What we understood from Jim Jones’ and this episode of How to Become a Cult Leader is the availability of unpaid labor in the form of followers who are willing to do anything for their leader or guru. Their guru is a ‘know-it-all,’ and the members of the group are molded to serve the man who has promised them nirvana. Jaime did not have to lift a finger, and this was probably the power of mind control the episode focused on. Experts on the documentary, including some of the ex-Buddhafield members, speak about Jaime’s ability to convince them to indulge in activities, which also included making them spend money on the commune village he wanted to build for the group. Jaime also made the members of his group build a theater stage from scratch.

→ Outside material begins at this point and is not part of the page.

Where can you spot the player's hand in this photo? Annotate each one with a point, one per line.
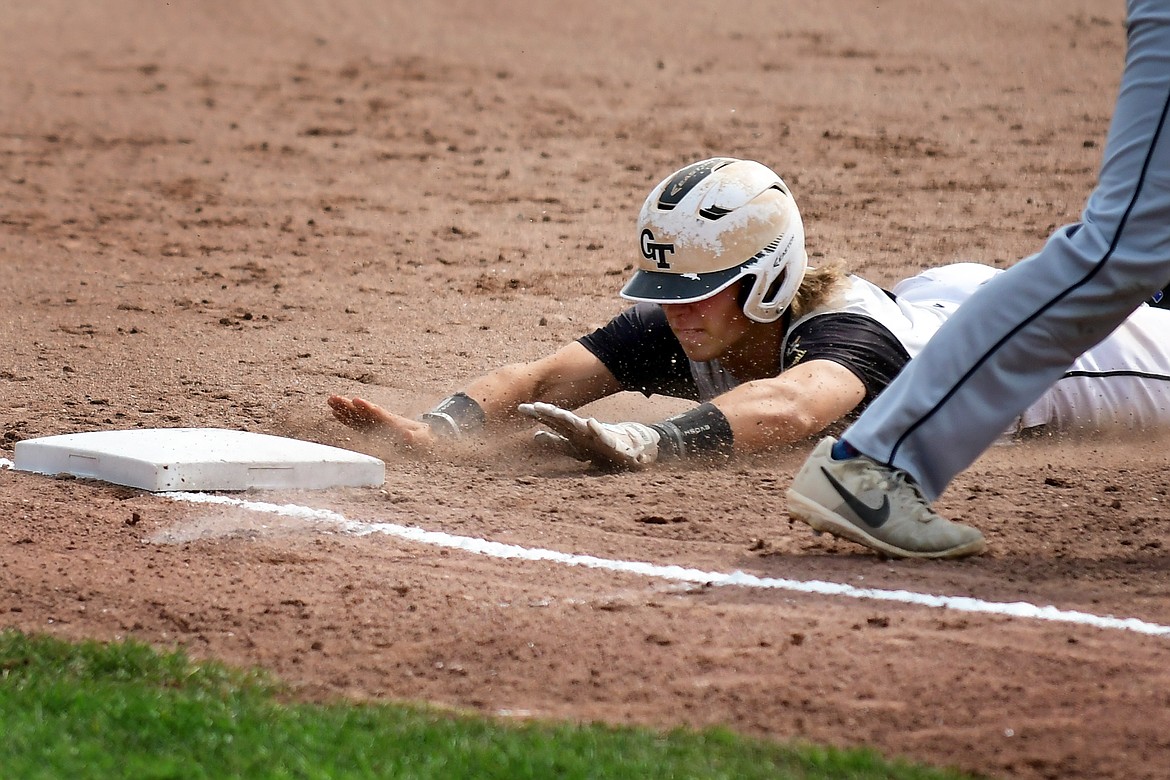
(613, 444)
(370, 418)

Jaime’s obsession with himself grew when he started performing plenty of plastic surgeries on himself, and he forced many men and women to do so, emphasizing the need to look perfect all the while. His idea was to propagate perfectionism, which seems bizarre because enlightenment has no connection with looking like a mannequin. This should have rung the warning bells to many of the followers in the commune, but it did not because they surrendered themselves to Jaime’s cause, and there was no turning back. Jaime’s lack of empathy is another added cult leader trait, which is to feel nothing for the other person even though they agree that they care and listen.
Jaime’s control over his Buddhafield suddenly faded when an ex-member sent an explosive email revealing Jaime’s lies about his past and his metaphysical training. There is also a history of him being a sexual predator, and one of the speakers in the documentary stated that he had physical relations with Jaime while he was very young, and the man manipulated him into doing so. Cult leaders such as Jaime Gomez and Jim Jones, who believed in celibacy and encouraged followers to give up the physical pleasures of life, were also the ones who were accused of assault and having relations with the followers themselves. The same followers were asked to remain silent for the sake of the cult and the final goal they were promised. The manipulation works in such subtle ways that one finds it difficult to draw the line as well. It is wrong to blame the victim at this point because their involvement was a result of them being promised something they could not achieve without their leader.
Scores of complaints against Jaime Gomez, followed by almost none of them achieving any enlightenment, led to the Buddhafield dying a slow death over time. There is no mention of Jaime Gomez being charged for any crime he committed while leading Buddhafield, but it is assumed that the man faded away into oblivion eventually. The celebrities who joined his cult should have known about the other life that Jaime led behind the doors of his room in the commune. The viewers only hope to get their take on how the man led the Buddhafield and his intentions with it. There is no mention of whether Buddhafield still exists or if it has disbanded over the years. I wish the makers had given more insight into what happened to Jaime Gomez as they spoke about the end of other cult leaders. The ending seems a bit ambiguous in this episode, but it perfectly speaks about how mind control has a dangerous effect on people.